To begin with, these jackets were created to improve video gamers’ playing conditions and offer an enhanced cinema experience in Virtual Reality. Manufactured by the American-Canadian company, TiMMPi, these sensory jackets, named ‘Subpacs,’ earned a sharp uptick in popularity during the repeated COVID lockdowns.
How do they work? In concrete terms, the jackets translate notes and sound effects by means of an algorithm, to transform them into vibrations, whilst simultaneously following the rhythm of the song. ‘Your body starts to resonate, as if you were right at the heart of the music: live from a festival, at a concert, out at a nightclub, or at a film show,’ the company explains, on its website.
More inclusive concerts
Throughout the whole of the summer in Corsica, the value of these jackets has been in extending inclusiveness, and they have been available at 17 festival concerts (including those performed by Angèle, Soprano and Michel Polnareff). On July 30, in Ajaccio, Camille Coti, 74 years old and deaf from birth, attended a concert for the very first time in her life, the artist in question being Angèle. She has shared her feelings about the event, translated by Léana Barrazza at the AFP: ‘It’s very powerful, very strong, really wonderful! I feel the vibrations above all in my rib cage.’
Similarly, Karima Mouro, also deaf from birth, has described her experience: ‘It’s really great, the feelings progress little by little. I have already been to concerts, but I felt nothing apart from vibrations through my feet, but with the jacket I benefit from the concert so much more,’ she says. ‘I feel the whole of the music, it makes me feel like dancing.’

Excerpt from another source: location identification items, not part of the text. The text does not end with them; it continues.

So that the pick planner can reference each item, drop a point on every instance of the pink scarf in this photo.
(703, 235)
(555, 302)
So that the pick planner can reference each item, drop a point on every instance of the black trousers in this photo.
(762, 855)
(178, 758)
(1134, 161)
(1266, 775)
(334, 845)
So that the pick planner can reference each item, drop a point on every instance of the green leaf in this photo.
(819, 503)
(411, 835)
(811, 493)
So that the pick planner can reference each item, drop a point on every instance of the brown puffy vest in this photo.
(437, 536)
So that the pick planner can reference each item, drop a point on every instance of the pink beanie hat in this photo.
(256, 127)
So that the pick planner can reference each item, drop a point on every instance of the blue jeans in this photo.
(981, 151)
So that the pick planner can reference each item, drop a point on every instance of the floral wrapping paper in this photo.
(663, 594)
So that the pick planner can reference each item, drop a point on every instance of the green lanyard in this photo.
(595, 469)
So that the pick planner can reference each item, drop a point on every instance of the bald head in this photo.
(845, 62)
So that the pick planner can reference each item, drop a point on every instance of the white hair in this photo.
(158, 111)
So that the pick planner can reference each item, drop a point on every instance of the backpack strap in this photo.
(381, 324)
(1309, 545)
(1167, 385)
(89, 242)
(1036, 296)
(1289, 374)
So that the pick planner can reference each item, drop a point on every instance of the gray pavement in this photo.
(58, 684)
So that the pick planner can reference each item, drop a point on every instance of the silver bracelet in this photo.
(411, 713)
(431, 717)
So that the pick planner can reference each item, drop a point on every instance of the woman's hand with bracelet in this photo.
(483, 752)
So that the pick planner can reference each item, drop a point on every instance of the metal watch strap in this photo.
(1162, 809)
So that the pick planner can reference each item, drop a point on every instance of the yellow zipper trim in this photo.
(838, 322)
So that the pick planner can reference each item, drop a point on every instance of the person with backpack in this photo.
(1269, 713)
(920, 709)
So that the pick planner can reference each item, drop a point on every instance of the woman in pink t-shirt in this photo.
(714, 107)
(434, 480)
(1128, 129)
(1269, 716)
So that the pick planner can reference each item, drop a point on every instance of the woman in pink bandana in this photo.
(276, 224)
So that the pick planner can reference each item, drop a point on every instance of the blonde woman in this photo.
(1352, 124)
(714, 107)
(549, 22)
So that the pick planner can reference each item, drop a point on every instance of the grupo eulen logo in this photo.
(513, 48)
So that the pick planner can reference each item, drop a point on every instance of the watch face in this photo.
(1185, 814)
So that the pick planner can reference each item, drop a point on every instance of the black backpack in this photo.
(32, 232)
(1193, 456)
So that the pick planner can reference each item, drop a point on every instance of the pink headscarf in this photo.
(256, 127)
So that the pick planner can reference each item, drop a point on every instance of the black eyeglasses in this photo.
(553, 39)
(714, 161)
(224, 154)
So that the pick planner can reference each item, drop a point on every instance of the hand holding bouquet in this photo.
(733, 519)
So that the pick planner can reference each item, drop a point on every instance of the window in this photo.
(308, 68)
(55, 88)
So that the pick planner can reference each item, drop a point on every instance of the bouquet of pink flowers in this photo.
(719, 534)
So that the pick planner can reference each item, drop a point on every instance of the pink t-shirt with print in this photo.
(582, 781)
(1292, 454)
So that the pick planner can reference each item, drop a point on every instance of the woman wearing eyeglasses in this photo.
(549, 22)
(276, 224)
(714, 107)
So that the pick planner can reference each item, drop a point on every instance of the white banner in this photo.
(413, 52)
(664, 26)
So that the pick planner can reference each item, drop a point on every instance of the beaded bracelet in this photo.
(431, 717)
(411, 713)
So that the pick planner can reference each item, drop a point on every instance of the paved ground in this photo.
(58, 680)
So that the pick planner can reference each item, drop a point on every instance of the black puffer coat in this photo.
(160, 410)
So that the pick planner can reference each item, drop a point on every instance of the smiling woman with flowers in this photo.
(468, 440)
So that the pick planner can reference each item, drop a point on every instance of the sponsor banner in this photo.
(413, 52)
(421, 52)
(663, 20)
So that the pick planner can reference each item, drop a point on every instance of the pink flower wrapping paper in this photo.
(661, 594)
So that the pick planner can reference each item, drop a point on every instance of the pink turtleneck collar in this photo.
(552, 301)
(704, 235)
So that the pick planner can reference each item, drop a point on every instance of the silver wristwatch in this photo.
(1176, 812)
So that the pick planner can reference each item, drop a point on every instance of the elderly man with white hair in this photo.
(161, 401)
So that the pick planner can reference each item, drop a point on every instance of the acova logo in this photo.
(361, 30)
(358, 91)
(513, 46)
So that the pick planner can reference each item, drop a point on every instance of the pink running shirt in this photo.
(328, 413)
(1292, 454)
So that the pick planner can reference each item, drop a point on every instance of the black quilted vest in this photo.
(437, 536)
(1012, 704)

At each concert, two volunteers from the ‘Pôle surdité de Corse’ association are on hand to provide information and assistance to those who would like to give the jackets a whirl.
A technological marvel which is all the rage
Whilst these trials have made a big splash in the press this summer, it is not the first time that these vibrating jackets have been used across the world. In fact, several stars (including the well-known British group, Coldplay) had already adopted them last year. In 2022, the festival Les Nuits de Fourvière in Lyon had these jackets available, as did the Rouen Opera House and Les Francofolies de La Rochelle afterwards.
Ableism: a society built for able-bodied people
This summer in Corsica, 5 jackets each weighing 1.2kg were available at 17 concerts. A significant technological and inclusive breakthrough … but a figure which anyhow demonstrates the extent to which ableism remains omnipresent in our society. Ableism, what’s that again? It is a form of discrimination based on disability which consists of viewing everything through the prism of able-bodied people. Charlotte Puiseaux, a Doctor of Philosophy and member of the handiféministe collective, explains through her work that, in a capitalist society, an able body is one which is profitable and usable. In her opinion, there is a hierarchy of bodies within our contemporary world.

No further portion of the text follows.